Before he could answer, the door to the principal’s office opened, and Janice Burton, queen of the senior class moms and Lucy’s neighbor from two streets over, walked out with her daughter, Cynthia. Lucy was relieved to see an ally; the Burtons had known Jack since he was a toddler. But on spotting Lucy and Jack in the corner of the room, Janice wrapped her arm around Cynthia as if to shelter her from some encroaching danger, hurricane winds or a pack of coyotes. “Shame on you,” Janice hissed as they walked by.

“Excuse me?” Lucy said. “Shame on...? Don’t we get to explain?”

But what, Lucy wondered, were they explaining? Janice and Cynthia were already out the door, marching down the school corridor, when the principal—former Texas Tech running back Kevin Neal—hulked out of the office. Kevin’s hairline was damp with sweat. His shirtsleeves were rolled up to reveal muscular forearms and a heavy watch that looked like it was rated for deep-sea exploration, even though they were three hundred miles from the Gulf of Mexico. Lucy put a hand on Jack’s shoulder, hoping that whatever he had to say in the next few minutes would fix what was going off the rails here and that Kevin would calm himself down before he had a heart attack, which would not be his first. Jack might be disorganized and socially clumsy, but the fact remained, he was a dream student, especially in the eyes of a principal. He was a Rockwell lifer, he was not a troublemaker, and he had an MIT acceptance for the fall, a win that the school administration had not only celebrated but happily touted as their own in a recent newsletter.

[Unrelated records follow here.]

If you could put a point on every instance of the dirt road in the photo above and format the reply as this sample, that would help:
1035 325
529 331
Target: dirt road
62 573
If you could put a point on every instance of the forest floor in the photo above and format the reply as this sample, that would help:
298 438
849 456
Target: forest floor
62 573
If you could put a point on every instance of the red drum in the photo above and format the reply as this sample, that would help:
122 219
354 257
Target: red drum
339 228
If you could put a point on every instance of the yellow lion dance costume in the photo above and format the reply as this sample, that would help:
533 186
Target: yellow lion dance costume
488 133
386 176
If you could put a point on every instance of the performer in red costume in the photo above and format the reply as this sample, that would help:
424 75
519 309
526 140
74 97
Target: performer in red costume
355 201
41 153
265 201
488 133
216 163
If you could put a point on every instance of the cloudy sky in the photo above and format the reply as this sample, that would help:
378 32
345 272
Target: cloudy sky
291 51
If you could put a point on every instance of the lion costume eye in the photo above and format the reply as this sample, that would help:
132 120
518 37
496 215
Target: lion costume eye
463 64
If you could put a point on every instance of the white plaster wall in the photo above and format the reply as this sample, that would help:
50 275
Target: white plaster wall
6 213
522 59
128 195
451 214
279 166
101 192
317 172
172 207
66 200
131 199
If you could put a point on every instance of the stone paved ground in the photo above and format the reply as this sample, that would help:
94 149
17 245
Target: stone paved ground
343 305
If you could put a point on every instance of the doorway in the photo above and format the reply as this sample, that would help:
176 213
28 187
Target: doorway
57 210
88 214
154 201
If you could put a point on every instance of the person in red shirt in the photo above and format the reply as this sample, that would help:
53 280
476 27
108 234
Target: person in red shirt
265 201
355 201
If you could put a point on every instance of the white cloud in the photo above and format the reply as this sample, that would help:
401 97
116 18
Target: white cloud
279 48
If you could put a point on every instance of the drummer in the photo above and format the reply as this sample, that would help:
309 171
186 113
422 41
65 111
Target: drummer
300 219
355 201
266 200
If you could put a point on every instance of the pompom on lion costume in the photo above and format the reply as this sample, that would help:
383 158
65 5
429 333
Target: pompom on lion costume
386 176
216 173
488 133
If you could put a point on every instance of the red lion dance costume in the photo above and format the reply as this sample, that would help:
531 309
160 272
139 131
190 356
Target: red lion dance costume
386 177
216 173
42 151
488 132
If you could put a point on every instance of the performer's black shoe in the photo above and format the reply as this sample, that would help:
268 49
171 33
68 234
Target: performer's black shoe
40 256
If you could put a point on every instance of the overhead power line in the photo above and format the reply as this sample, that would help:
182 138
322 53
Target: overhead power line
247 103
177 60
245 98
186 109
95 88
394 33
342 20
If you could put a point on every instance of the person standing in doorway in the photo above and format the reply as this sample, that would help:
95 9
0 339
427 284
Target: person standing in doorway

Kevin exchanged a grim look with Donna before turning to them. Lucy stood, and as Jack got up, he stepped back to let her go in first, whether out of gallantry or fear, she could not say. She looked at the open door and then at her good-natured, earnest son, and she felt an impulse to grab on to anything fixed around her, anything known. Here we go, she thought.

She reached out and took hold of Jack’s arm.